The conspirators had secured first sight of all new forensic information. During one long anxious day, a report arrived from the Abdus Salam institute in Banjul—copied from the Multiphon document office by a member of staff who was in on the secret, and carried “upstairs” by hand—with yet more explosive news. They sat around a table, each reading a different section and passing it on. The coarse texture of instant degradable paper took Ellen back to the raw and desperate times of the ’04—when the whole world pulled together, and courage and virtue were the currency of political life (this wonderful effect paid for by the death of millions). But that wasn’t a true analogy. She felt like a government official in some seventeenth century court crisis—throwing aside the printed books of science, resorting to astrology on animal skin. Abdus Salem was not under Government of the World control. Every word she read had been reviewed by the censors of a major Corporation, as yet unidentified. Possibly every word was false.

“These ‘active cell-complexes” said Chas softly. “D’you think there’s any connection with their body lice?”

No one could answer. No one had paid much attention to the lice, at Uji. It was embarrassing that the superbeings should be verminous: best passed over.

“What happens when humans ingest this ‘living dust?’”

There was silence, while sections were shuffled around and everybody found the reference.

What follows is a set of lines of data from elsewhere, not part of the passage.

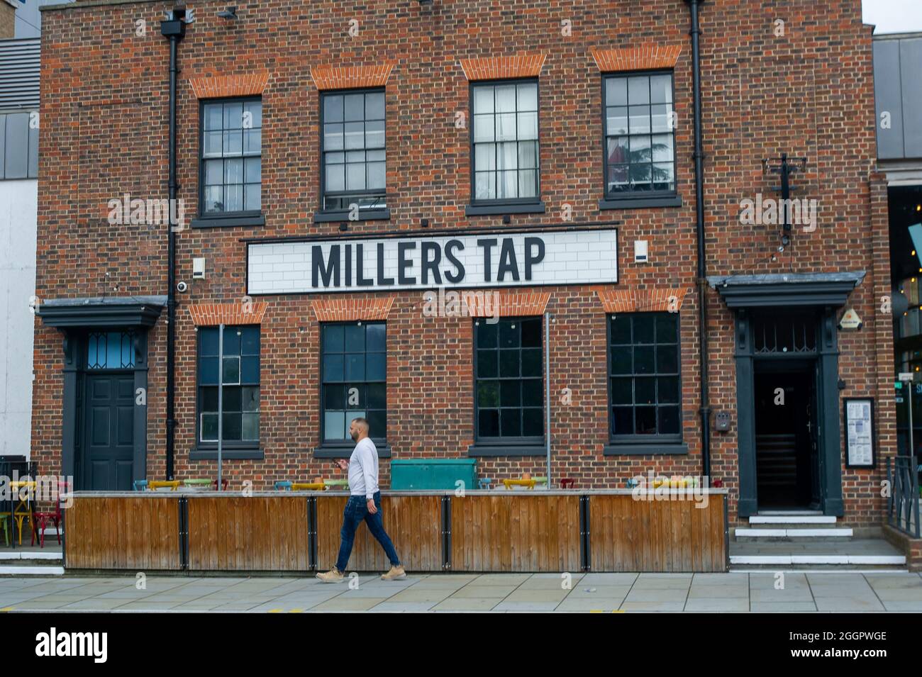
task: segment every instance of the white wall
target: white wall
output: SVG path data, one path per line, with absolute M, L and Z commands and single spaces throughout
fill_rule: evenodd
M 0 181 L 0 455 L 30 456 L 39 182 Z

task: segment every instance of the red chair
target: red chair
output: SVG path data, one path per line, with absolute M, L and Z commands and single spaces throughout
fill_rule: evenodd
M 49 522 L 54 524 L 54 531 L 57 533 L 58 545 L 61 544 L 61 495 L 67 491 L 66 482 L 58 483 L 57 505 L 53 512 L 38 512 L 32 514 L 32 545 L 35 545 L 35 534 L 41 531 L 39 543 L 41 547 L 45 547 L 45 530 L 48 529 Z

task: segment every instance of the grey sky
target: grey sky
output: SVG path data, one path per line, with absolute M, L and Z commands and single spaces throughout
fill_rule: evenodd
M 862 0 L 864 22 L 875 35 L 922 32 L 922 0 Z

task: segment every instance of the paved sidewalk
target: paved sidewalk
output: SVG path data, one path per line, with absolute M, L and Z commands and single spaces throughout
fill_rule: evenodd
M 431 574 L 359 578 L 3 578 L 6 612 L 922 612 L 922 575 Z

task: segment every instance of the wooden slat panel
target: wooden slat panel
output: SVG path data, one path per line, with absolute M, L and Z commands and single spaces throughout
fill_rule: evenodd
M 309 568 L 303 496 L 190 496 L 189 531 L 191 570 Z
M 579 570 L 576 495 L 454 496 L 451 528 L 455 571 Z
M 339 554 L 346 496 L 317 496 L 317 566 L 328 571 Z M 382 520 L 400 562 L 408 571 L 442 570 L 442 496 L 384 496 Z M 349 556 L 349 571 L 387 571 L 384 548 L 366 525 L 359 525 Z
M 179 569 L 175 497 L 75 496 L 65 508 L 68 569 Z M 171 530 L 159 530 L 160 520 Z
M 725 571 L 726 496 L 707 498 L 699 508 L 690 499 L 590 496 L 592 570 Z

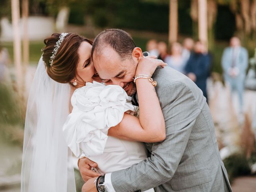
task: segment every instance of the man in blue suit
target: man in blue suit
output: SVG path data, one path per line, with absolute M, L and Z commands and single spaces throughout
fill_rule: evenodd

The alien artifacts were packed with tiny organisms. The same kind of organisms, on an even smaller scale, had been found in samples of the research lab’s air.

The down to earth hazards of alien contamination had been a side issue, since Uji was closed to visitors, and the Aleutians had been confirmed as benign superbeings. They would never do harm unintentionally: and there was no defense against angelic punishment.

Ellen frowned over the close written pages. “If these ‘cell-complexes’ have something to do with the
function
of their gadgets, I’d like to see a report on one of the machines affected in the ‘mad machine plague.’ Did any of them survive?”

“Not likely,” murmured Dougie. “Everything was incinerated.”

“If I’m reading these figures right, the alien material in the air of the clean room was in vanishingly low concentration, although they’d been taking artifacts apart—”

“So, perhaps it’s okay to have a few Aleutians around,” remarked Martha. “What about a whole bunch of them? What about the settlers?”

We’ll have to abandon coralin, Dougie decided, briskly—as if he really were a ruler of the world, and could order it done, this afternoon. Then he remembered that Carlotta had already begun to do it. He suffered a moment of fugue, staring into the future.

What is going to become of us?

Poonsuk propped her head on both hands.
I was there, she thought. I presided, the night the world was made one.
Impossible not to glory in that memory. But it was an article of faith with Poonsuk that she had been no more present, in the Multiphon, than any one of the billions. The datasphere, the cables, the lightlines, the networks, were the means to the Buddhahood of all humankind, women and men. What if the aliens were to do away with all that? What if they had better technology, that humans would have to use without understanding—?